Everything started in 2010 with Mystery Tuscany, a film which is part fiction and part documentary, in which a narrator talks about the legends and secrets of twelve places in Tuscany: an abbey without a roof, haunted castles, underground chambers and even the island of Montecristo. The film creates a Tuscany that is not only a geographical location but also a legendary land, equal to any described in fantasy novels. The authors, Pantaleone A. Megna and Andrea Mignolo, call this narrative style and use of visual images travel-drama. The iPhone application enriches the episodes with a travel guide and an interactive map and its website, www.mysteryitalia.it, constantly updates the location of mysteries in Italy.
The Mystery Tuscany Tour
Starting in April it will be possible to visit the twelve places of the film thanks to a partnership between the Galgano Association and MyTour, a tour company from Siena, which gave life to the Mystery Tuscany Tour. There will be on-site guided tours which allow visitors to explore the cultural and historical aspects in depth.
The tour begins in Volterra, where the first witches ever used magic spells and formulas. Custodians of ancient Etruscan rituals, their spells were able to bring about love, hate and explore the depths of the human soul. Volterra and witchcraft have had a relationship that goes back hundreds of years. In the city there is a Via dell Streghe and a stone outside the city walls that marks the spot where people would meet up for the Saba (a coven or gathering) of the Mandriga witches.
The tour continues on to Chiusdino following the path of the knight and saint Galgano Guidotti and his sword in the stone, which has been kept for 800 years in the Rotonda of Montesiepi. Fans of King Arthur will discover that the origins of this myth come directly from the heart of Tuscany. A knight who was very violent and who then became a saint, Galgano Guidotto left his mark on our collective imagination of knights. HIs abbey, not far from the Rotonda, is a magical place with the sky for a roof.
As Sergio Costanzo writes, the Rotonda and the Abbey were built by medieval builders. The perfection of their work is visible in all sacred works of that time, but present here is an almost archetypal purity. The Rotonda hasthe most famous mathematical rules at its base: Pi and the constant of Fidia, or the Aureo Numero. The abbey on the other hand, through a complex manipulation of the natural environments, was built to be a heavenly Jerusalem in Tuscany.

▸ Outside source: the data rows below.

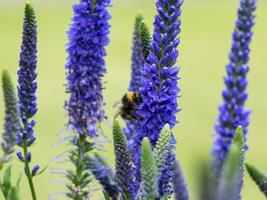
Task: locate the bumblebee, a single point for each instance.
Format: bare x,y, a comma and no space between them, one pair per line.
128,106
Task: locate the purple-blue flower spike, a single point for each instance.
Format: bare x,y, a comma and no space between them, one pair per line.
232,111
137,64
88,37
26,90
159,89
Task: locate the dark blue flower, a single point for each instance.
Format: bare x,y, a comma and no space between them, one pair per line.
12,121
88,36
159,89
135,83
232,111
27,80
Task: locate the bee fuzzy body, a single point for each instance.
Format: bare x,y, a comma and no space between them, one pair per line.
129,105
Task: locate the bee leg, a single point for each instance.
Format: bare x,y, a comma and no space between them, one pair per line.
117,114
136,116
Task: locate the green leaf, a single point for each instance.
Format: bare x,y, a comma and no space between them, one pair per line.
6,184
145,38
149,172
123,161
232,174
163,146
13,194
258,177
106,195
42,171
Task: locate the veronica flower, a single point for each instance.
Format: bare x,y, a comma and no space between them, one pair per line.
88,36
12,123
27,91
159,88
232,111
137,63
104,174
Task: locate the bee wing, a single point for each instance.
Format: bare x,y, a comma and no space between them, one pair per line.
116,104
117,114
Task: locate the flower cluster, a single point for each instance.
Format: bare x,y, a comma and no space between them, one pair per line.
27,82
232,112
88,36
137,64
159,89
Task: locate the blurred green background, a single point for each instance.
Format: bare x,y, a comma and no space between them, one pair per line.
205,41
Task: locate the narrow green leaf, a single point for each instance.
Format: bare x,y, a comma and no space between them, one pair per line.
123,161
42,171
145,38
6,184
149,172
106,196
230,182
13,194
163,146
258,177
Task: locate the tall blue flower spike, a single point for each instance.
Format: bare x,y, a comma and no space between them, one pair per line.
232,111
159,88
134,86
88,37
27,91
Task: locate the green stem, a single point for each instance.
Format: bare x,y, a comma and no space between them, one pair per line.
80,164
28,172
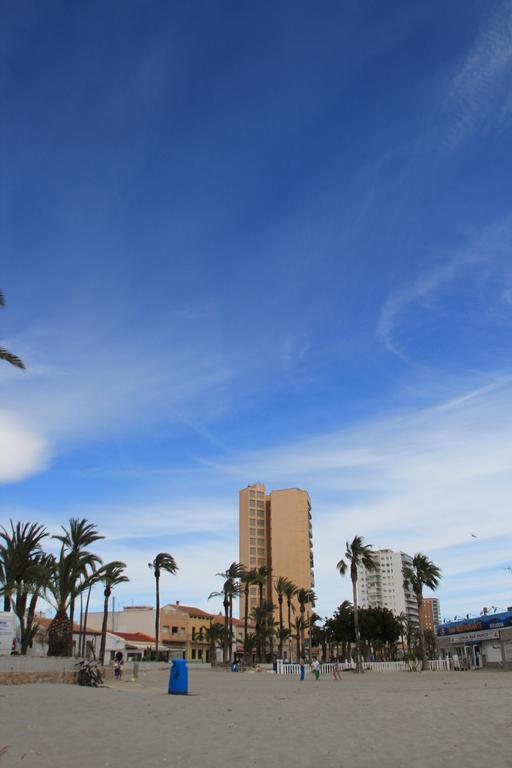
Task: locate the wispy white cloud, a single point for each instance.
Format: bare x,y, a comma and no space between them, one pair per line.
103,387
481,251
418,480
22,450
486,68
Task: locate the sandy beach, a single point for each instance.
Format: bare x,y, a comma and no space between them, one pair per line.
230,720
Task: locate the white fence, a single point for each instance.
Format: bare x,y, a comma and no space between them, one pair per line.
437,665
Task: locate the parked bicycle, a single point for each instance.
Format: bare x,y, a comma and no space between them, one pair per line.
89,674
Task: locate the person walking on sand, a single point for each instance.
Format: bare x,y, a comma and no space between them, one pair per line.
336,670
118,665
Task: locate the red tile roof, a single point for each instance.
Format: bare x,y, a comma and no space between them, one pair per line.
134,637
44,622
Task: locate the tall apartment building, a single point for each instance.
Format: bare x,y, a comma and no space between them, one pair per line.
384,586
275,530
430,614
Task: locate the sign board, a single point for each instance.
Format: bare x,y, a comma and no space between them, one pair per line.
472,637
488,622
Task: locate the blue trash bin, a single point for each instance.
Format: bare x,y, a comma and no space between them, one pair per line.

Galgano Guidotti had a strong following. He was named a saint after only four years after his death, and a strong community formed around him. Even Emperor Federico Barbarossa came to pay his respects to his sword. After a while, however, his innovative and pacifist spirit weakened. The Cistercense monks, who declared themselves his successors, abandoned the place and moved to Siena. The abbey lost its prestige and became a farming warehouse at one point. The lead supports that were part of its structure were sold for weapons, which led the roof to fall. Ever since then, Galgano's nickname was "the bad saint."
So what link is there between King Arthur and Galgano? Galgano stuck his sword in a stone to make a cross to pray at. Arthur extracted it to form his kingdom. Even if Arthur was an imaginary character, Galgano has imporant proof that he existed: the papers that led to his canonization are conserved in the Vatican Archives. Scientific analysis on the sword reveals that it is from the twelfth century. Is it chance that one of the knights of the round table was called Galvano?
The last stop is in Monteriggioni, the crown of Italy where on dark nights you can hear the screaming cry of a ghost in pain. According to some people it's Captain Giovannino Zeti, the protagonist of a crucial historic episode that marked the end of the common era. In 1554, Florentine troops stormed Monteriggioni. A cannon shot destroyed a well, making it unusable for water. Captain Zeti waited to see if Monteriggioni would give up or keep fighting; Zeti decided to give up but his decision was not well seen and he was accused of betrayal. The visitors can end the tour with a lovely walk along the walls of the city, which led Dante to write in the Divine Comedy: Monteriggioni is crowned by towers.